Please join us this Friday from 6 until 10 pm for the opening reception of
Transient Structures by Mario Marzan. Transient Structures, an exhibition
of drawings and installation work, will continue at Rebus Works until
November 24, and will include a lecture by Mario Marzan on November 17 at
4 pm. Our First Friday reception will feature food by Posh Nosh Catering.
Mario Marzan creates drawings and sculptures depicting an alternative
reality, invented and inspired by the cycles of deconstruction and
reconstruction produced by the hurricanes of his childhood in Puerto Rico.
Marzan’s drawings and sculptures respond to this changing landscape,
through a visual fiction that blurs distinctions between representation
and abstraction. Sequences are constructed that create a “world where
memories are topographically stored and distorted to their limits of
collapse.” His drawings are at once explosive with color and subtle with
fine lines, presenting a compelling struggle between chaos and control,
evoking landscapes of the mind, where forgotten and obscured memories
resurface.
Citing an interest in the “temporal construct of place” Marzan has
constructed miniature environments, influenced by a constructivist idea of
space and experience.” These structural sculptures exist to be
experienced through the viewer’s bodily senses, “including touching and
hearing to facilitate the experience of time.” Inside the structures are
small LCD screens depicting experiences: ocean waves, a child playing.
The sensory pleasures of these constructions ultimately respond to places
that struggle between order and disorder.

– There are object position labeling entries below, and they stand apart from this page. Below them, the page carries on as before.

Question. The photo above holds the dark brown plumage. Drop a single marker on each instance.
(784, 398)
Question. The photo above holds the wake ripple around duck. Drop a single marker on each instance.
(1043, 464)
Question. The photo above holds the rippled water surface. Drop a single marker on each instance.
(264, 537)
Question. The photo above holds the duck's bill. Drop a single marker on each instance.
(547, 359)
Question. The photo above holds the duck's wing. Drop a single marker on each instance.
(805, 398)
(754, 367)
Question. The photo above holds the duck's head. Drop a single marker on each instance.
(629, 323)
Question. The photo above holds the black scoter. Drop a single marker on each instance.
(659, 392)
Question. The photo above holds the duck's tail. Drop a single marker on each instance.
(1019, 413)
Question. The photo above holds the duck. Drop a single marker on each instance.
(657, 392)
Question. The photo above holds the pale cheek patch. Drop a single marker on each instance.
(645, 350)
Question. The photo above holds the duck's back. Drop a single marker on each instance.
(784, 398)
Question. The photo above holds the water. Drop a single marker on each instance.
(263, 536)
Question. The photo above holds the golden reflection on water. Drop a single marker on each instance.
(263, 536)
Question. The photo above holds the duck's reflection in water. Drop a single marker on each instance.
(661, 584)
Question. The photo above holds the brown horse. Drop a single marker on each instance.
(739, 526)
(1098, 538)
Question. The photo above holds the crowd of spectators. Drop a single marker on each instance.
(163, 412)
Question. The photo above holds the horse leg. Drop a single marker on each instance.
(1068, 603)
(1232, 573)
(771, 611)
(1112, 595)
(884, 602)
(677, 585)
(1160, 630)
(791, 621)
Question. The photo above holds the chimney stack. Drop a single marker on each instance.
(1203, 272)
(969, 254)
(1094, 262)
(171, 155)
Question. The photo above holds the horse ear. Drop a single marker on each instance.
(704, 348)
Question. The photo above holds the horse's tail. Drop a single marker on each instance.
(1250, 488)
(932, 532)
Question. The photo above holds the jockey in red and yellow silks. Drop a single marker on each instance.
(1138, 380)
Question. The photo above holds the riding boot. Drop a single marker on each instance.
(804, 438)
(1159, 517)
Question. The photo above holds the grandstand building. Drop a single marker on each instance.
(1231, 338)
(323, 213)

Transient Structures combines Marzan’s drawings with his installation of
structures, to create a dialogue that describes and responds to the idea
of landscape as a changing record of memory. Through his drawing and
sculptures, Marzan creates a narrative that exists in a landscape
oscillating between order and disorder. Mario Marzan is currently an
Assistant Professor in the art department at the University of North
Carolina at Chapel Hill. He received his BFA from Bowling Green State
University and his MFA at Carnegie Mellon University in Pittsburgh.